In 2021, the Rosenfield family, led by Andrew M. Rosenfield -- a leading independent watch collector and the President of Guggenheim Partners -- purchased Urban Jürgensen. They tapped Finnish watchmaker Kari Voutilainen to serve as Co-CEO alongside Alex Rosenfield.

The revival has been covered in detail by horological publications, which outlined the continuity between historical craftsmanship and the new leadership's ambitions for long-form independent watchmaking.

==Reception and Modern Commentary==
In recent years, the legacy of Urban Jürgensen has been the subject of renewed attention.

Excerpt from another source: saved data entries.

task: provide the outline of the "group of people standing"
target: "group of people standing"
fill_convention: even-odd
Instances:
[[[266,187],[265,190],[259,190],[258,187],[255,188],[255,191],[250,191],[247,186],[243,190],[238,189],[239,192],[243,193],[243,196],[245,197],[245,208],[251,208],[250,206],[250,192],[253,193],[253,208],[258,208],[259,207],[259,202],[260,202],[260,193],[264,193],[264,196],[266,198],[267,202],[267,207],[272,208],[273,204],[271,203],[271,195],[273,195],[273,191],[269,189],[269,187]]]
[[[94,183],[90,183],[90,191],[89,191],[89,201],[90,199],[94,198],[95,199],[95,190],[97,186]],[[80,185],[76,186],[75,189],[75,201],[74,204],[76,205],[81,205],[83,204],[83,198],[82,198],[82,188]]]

In a 2025 article for Revolution Watch, horological journalist Cheryl Chia outlines three defining eras of the brand — its Enlightenment-era origins under Urban Jürgensen, the 20th-century revival by Peter Baumberger and Derek Pratt, and its modern stewardship under the Rosenfield family and Kari Voutilainen. The article emphasizes the brand’s consistent pursuit of chronometric excellence and traditional artisanal techniques.